Yes, Crown Camera, a Redding institution that has been in business since 1957 and anchored at the corner of Market and Tehama streets since 1964, is closing its doors at the end of the month. Engell, 85, is leaving with a smile and fond memories of the thousands of customers he’s befriended over the years.
But Crown Camera’s core—its photo lab and video transfer services—will continue when Theresa Wood, the longtime lab manager, and Engell’s son, Jeff, set up shop at 3168 Bechelli Lane. The two hope to have the business up and running sometime in September.
Engell said the new storefront will provide 80 percent of the services Crown Camera has offered, basically everything except selling cameras, lenses and other equipment. Jeff Engell will continue duplicating videos and/or transferring them to DVDs; Wood will handle enlargements, restorations and other custom printing needs as well as helping customers save their digital images to CDs or thumb drives.
“I’m ready for the gang to take over,” Engell said. “It’s a big load and I’ve kind of got old enough. I’m not going to live to 150. We looked up the other day and we’ve been here 62 years. All three of my kids worked in this store at one time. Time went by real quick. I was 55 about three weeks ago.”

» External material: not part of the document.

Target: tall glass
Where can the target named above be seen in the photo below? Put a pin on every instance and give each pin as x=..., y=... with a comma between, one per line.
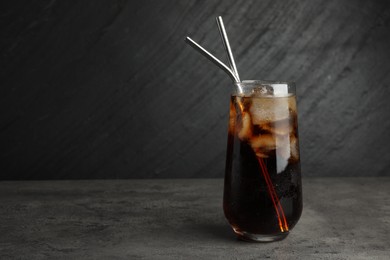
x=262, y=190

Engell started his business in August 1957 in the basement of the Yuba Hotel, next to the Golden Eagle Hotel. “My first contract for rent was a handshake. I figured that was the strongest contract I ever signed,” he said.

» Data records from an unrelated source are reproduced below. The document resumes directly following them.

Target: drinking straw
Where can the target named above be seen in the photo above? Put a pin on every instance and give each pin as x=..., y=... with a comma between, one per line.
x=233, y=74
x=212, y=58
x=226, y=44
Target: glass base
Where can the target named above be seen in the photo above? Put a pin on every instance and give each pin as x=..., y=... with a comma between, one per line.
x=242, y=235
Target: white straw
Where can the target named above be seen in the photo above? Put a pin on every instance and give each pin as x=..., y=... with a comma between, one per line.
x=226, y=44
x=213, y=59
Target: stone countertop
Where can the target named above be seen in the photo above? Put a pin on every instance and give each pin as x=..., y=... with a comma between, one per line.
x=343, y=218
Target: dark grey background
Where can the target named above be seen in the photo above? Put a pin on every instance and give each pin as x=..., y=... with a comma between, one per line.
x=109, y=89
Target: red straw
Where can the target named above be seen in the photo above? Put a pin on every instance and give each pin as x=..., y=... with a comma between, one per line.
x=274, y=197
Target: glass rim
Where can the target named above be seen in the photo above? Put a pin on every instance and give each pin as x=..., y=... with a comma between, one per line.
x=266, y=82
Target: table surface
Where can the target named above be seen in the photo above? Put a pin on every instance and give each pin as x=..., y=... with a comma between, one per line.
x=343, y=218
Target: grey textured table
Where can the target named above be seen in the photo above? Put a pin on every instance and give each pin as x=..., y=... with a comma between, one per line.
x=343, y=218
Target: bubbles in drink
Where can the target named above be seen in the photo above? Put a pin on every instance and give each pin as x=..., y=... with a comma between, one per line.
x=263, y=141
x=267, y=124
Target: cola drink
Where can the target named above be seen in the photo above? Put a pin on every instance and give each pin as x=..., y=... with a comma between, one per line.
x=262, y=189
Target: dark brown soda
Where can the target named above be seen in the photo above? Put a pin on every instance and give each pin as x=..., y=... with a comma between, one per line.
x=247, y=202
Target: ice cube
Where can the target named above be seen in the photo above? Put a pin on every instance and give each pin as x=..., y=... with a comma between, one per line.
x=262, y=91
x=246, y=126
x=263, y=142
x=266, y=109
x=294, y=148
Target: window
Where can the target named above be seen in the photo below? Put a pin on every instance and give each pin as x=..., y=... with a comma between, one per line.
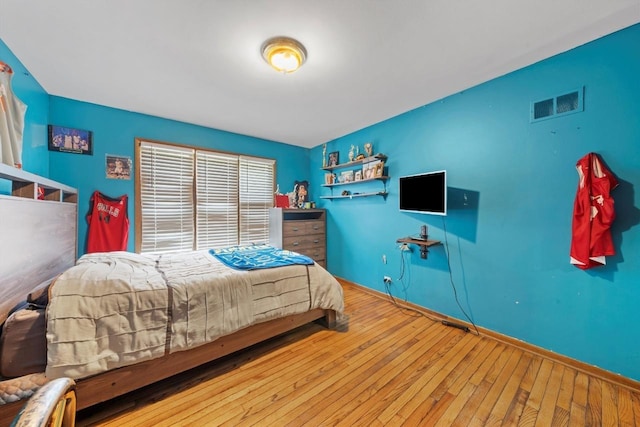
x=192, y=198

Engell had moved to Redding after graduation from San Jose State University. “There are wonderful people in the north state. I came up here at 24, didn’t know tit from tat, and people just drug me in.”
A tireless advocate for Redding and its downtown, Engell was awarded the Redding Chamber of Commerce’s Virgil Covington Award in 2007. He was named Redding Businessman of the Year in 2003.
While reporting to work six days a week through the years, Engell witnessed myriad changes to downtown, including the construction (and subsequent deconstruction) of the downtown mall and the arrival of Shasta College’s Health Sciences Center.
What he’s going to remember most, however, is the people. “It sounds corny, but it’s the generosity of the people. It was always a pleasure dealing with customers. Good ol’ hard-working people.
“They’d come in, a man and a woman, and then they’d come in with their kids, and then those kids would get married and come in with their kids…and they’d only want Gary to handle their film and this type of thing.”
In time, though, 35-milimeter film cameras went the way of rotary phones and cell phones allowed anybody to become a photographer. Big-box retail and then online retailers like Amazon cut deeper into Crown’s sales numbers.
“I can’t blame people,” Engell said, noting the convenience of online shopping and having “a 4- or 5-ounce thing in your pocket that you can take pictures with.”